Restorative Justice in California Prisons: Can You Participate in a Victim-Offender Dialogue?
A Victim-Offender Dialogue (VOD) is a structured, facilitated conversation that some people use to seek answers, accountability, and a sense of closure after serious harm. If you're exploring this option in California, start by understanding who runs these dialogues and what support is available before anyone agrees to participate.
A Victim-Offender Dialogue (VOD) is a facilitated meeting between the person who was harmed (or surviving family members) and the person who caused the harm. In California, Mend Collaborative is one organization that does this work at state correctional facilities. The goal isn't to force forgiveness or a specific outcome. It's to create a supported space for questions, accountability, and communication that wouldn't be safe or possible without careful preparation and facilitation.
In California correctional settings, VODs are typically facilitated through restorative justice organizations that coordinate with the prison system. Mend Collaborative facilitates Victim-Offender Dialogues at California correctional facilities. Restorative Justice of Orange County (through its RJMP program) also offers a program that brings victims or surviving family members together with incarcerated or paroled individuals, in partnership with the California Department of Corrections and Rehabilitation (CDCR).
Note: RJMP describes its victim and surviving family member meetings with incarcerated or paroled offenders as being in partnership with CDCR.
If you're a survivor or family member, the support and preparation you receive matters as much as the dialogue itself. Mend Collaborative prepares and supports survivors who share their experiences through in-prison restorative justice programs. They also facilitate survivor support groups and provide ongoing support in collaboration with other VOD providers, so you're not left to figure it out alone. That preparation can help you decide whether participation is right for you, and if so, what you want from the process.

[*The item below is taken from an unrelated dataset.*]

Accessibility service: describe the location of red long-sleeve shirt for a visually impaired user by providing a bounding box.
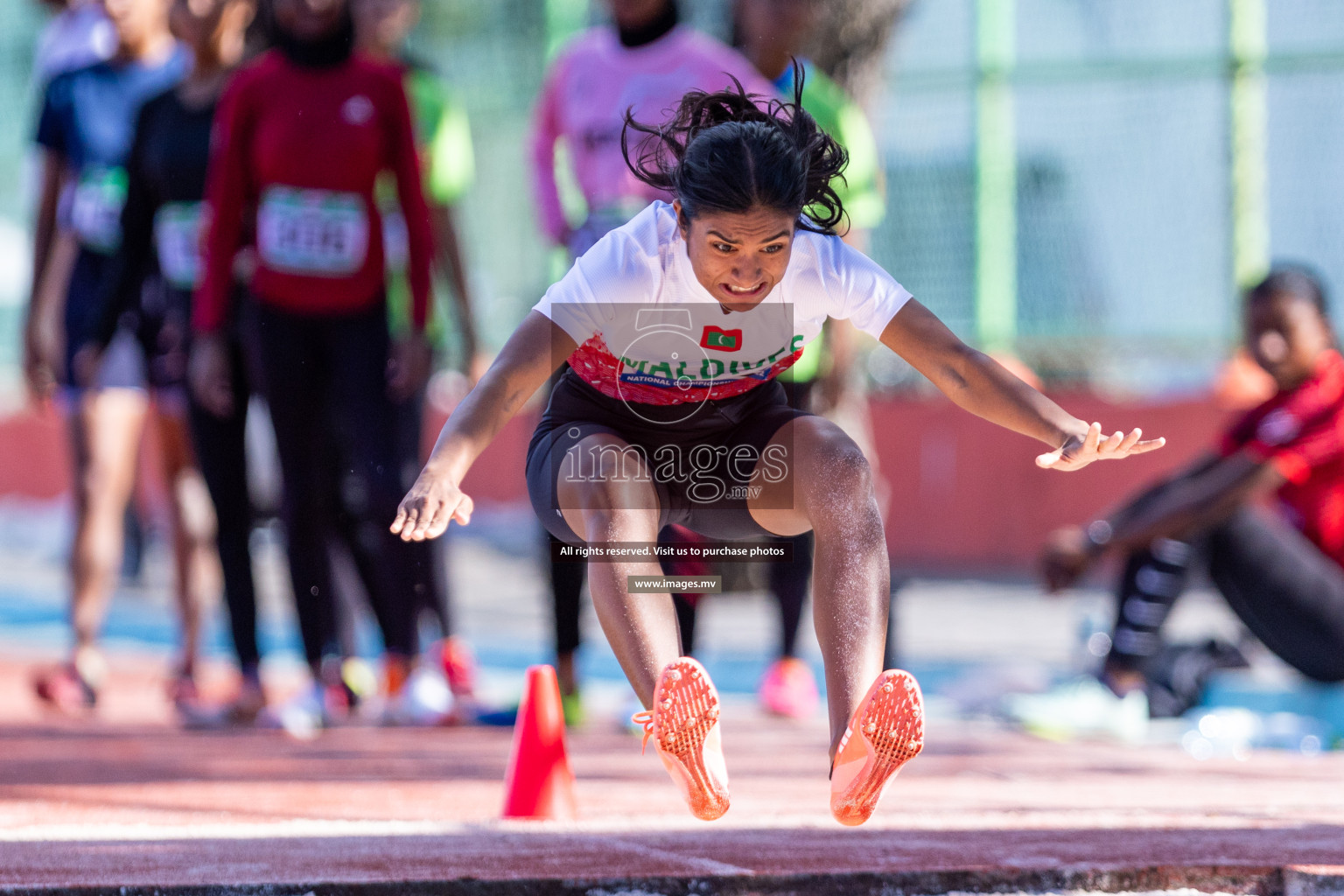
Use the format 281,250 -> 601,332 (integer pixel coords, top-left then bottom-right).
192,52 -> 433,332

It can also help you plan for the emotional impact of telling your story, hearing someone else's account, or choosing not to move forward after learning more.
- ✓ Preparation and support for survivors who may participate in in-prison restorative justice programs
- ✓ Facilitation of survivor support groups
- ✓ Ongoing survivor support offered in collaboration with other VOD program providers
- Start with the facilitator organizations. Reach out to Mend Collaborative to ask about Victim-Offender Dialogues at California correctional facilities and what the current entry process looks like.

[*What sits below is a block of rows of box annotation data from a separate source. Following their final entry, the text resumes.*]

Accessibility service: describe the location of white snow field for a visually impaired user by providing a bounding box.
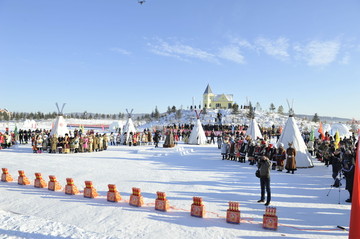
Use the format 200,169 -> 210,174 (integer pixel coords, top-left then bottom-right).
0,144 -> 351,239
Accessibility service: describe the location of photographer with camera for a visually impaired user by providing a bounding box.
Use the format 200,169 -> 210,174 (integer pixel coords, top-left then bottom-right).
258,156 -> 272,206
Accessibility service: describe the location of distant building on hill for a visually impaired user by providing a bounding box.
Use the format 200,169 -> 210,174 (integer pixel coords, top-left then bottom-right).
203,84 -> 234,109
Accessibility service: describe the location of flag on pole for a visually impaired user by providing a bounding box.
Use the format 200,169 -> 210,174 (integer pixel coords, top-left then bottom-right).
335,130 -> 340,149
309,126 -> 315,141
318,122 -> 325,140
349,136 -> 360,239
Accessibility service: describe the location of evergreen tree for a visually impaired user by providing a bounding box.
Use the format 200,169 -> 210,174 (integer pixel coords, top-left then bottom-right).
312,113 -> 320,123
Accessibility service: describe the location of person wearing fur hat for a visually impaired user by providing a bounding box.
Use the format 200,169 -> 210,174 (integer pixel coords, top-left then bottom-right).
258,156 -> 272,206
285,142 -> 296,174
275,143 -> 286,172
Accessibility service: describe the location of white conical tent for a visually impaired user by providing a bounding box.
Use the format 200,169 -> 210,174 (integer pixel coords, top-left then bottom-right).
123,117 -> 136,142
189,119 -> 206,145
50,115 -> 69,137
330,123 -> 352,138
246,119 -> 262,140
109,121 -> 123,132
278,116 -> 314,168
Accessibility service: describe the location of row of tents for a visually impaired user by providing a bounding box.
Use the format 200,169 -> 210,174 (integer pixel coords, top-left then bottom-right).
50,115 -> 354,168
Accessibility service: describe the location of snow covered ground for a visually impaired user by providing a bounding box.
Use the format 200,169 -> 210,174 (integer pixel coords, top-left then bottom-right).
0,144 -> 351,239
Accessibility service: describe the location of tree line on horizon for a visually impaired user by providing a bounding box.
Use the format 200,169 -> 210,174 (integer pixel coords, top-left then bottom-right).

- Ask about the CDCR-partnered option. If RJMP is relevant to your situation, ask about their meetings between victims or surviving family members and offenders who are incarcerated or paroled, and how their partnership with CDCR affects participation.

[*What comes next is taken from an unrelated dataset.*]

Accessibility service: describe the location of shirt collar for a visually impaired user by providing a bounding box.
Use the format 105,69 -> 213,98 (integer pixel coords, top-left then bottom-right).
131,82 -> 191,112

- Request survivor preparation and support details upfront. Ask what preparation is available, what support groups exist, and what ongoing support looks like, since Mend Collaborative specifically describes survivor preparation and support groups as part of their work.
- Decide your pace and your boundaries. Use the information you receive to decide whether you want to explore a dialogue now, later, or not at all, and what you would need to feel supported if you continue.
Reminder: Availability and the exact process can vary by program and correctional setting, so your best next step is direct outreach to the organizations that facilitate these dialogues.
If you move forward, expect the process to include support before and after any meeting, not just the dialogue itself. Mend Collaborative prepares and supports survivors for in-prison restorative justice programs, facilitates survivor support groups, and provides ongoing support in collaboration with other VOD providers. That can be especially helpful if you're carrying questions, anger, grief, or uncertainty and need a place to sort through what you want to say (or whether you want to participate at all). Even when a program offers a meeting, participation is a personal choice. Some people want answers to specific questions. Some want to be heard. And some decide that preparation alone is enough and don't want direct contact. A good facilitator will help you clarify your goals and plan for what you'll do with whatever you hear.
If you are struggling right now: Reach out to a trusted mental health professional or a local survivor support organization, and consider asking Mend Collaborative or RJMP whether they can point you to survivor supports in your area.